Anna, Giacomo and little Marco

"The promise that God has kept"

Anna and Giacomo got married in 2010 but children did not come. Today they tell their story, a difficult path that led them to adoption. From the March issue of Tracce.
Maria Acqua Simi

"He who made man has also made him a promise," writes Fr. Giussani in the fifth chapter of The Religious Sense. It is a concise phrase that seems to perfectly describe the life of Anna and Giacomo, Marco's adoptive parents. She is a teacher at the Sacro Cuore high-school in Milan, he has long been involved in publishing and documentaries. They got married in 2010, after graduating with a degree in Literature at the Catholic University in Milan. Anna recounts that beginning: “It was February 6: we were 26 and 27 years old and had a great desire to create something beautiful together, certain that what we were starting was not exclusively our own work. The phrase we chose for our wedding invitation was from St Paul's letter to the Philippians: 'I am confident of this, that the One who began a good work among you will bring it to completion’.” That is how our conversation with them began, one night after they had put their children to sleep: with the desire to understand whether God really does keep his promise.

"It was not clear to us right away, we could not have imagined what came afterwards. We wanted to start a family, but the children did not come. They were hard years because we had a great desire that was not fulfilled. But they were also years of decisive friendships that enriched our relationship. That time was an opportunity to understand what it means, for example, that a husband and wife are already a family.” Anna was a river in flood: "The other day in class, I was talking about The Wizard of Oz with the sixth-grade students. The protagonists of the book, who are a rather curious group, are together because each of them lacks something: the Tin Man lacks a heart, another lacks a brain, another lacks courage. And that lack first becomes the desire for a path and then, indeed, their path. For us it was a bit like that. From 2010 to 2018, it is as if that wound had dictated our yes.”

Anna let her husband talk, something they both did throughout the evening. They waited, they listened to each other, they corrected each other. They complete each other. “Perhaps the hardest thing, what made us suffer the most during those years – and it is something in which we helped each other a lot – was transforming the doubt into a question, as a song by Claudio Chieffo says. Because at times the thought crept in that God had forgotten his promise: how is it possible that we cannot enjoy this desire for motherhood and fatherhood?" Giacomo described that period very well: "They were questions that emerged at times in an unhinged manner. The fortune, the grace we had was that of being within a fraternity, inside the companionship of the movement that is still expressed today in very specific faces. Like that of Fr. Francesco, with whom we have been friends since university, but also those of parents older than us, who we know because Anna taught their children. We started going on vacation with them because we saw a composure in their being parents and spouses that we also desired.”

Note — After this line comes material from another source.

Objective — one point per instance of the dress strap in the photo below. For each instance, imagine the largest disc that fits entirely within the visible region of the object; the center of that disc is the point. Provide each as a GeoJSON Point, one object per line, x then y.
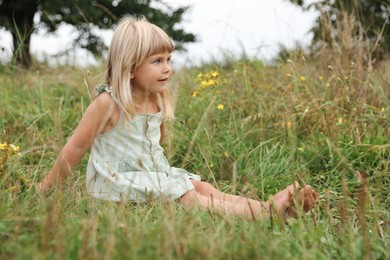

Giacomo spoke of difficult years: “I was open to the idea of welcoming an adopted child, because my younger sister is adopted and it is one of the most beautiful gifts I could receive. Anna, on the other hand, was more reluctant.” The fear of the wounds that adopted children often carry with them weighed on her: "I have met many adopted children, especially at school. And I was terrified by the idea of the effort that would be asked of those little ones and consequently of those who welcomed them". And then, deep down, there was the thought that perhaps a biological child might arrive sooner or later. "From that time I remember the insistence with which Fr. Francesco invited us to pray and ask that this desire for motherhood and fatherhood be realized without expecting that there would be an immediate answer to what we had in mind. On the contrary, he told us to do so because we would become more familiar with God and with Our Lady. And so it was. From that prayer came a willingness to be open.” Anna was silent for a moment, and then added, “Giacomo waited a long time, he waited for me. It is a journey we have made and are making together. In marriage, everyone has their own time. He asked me if we wanted to try adoption, but without rushing, without forcing anything.”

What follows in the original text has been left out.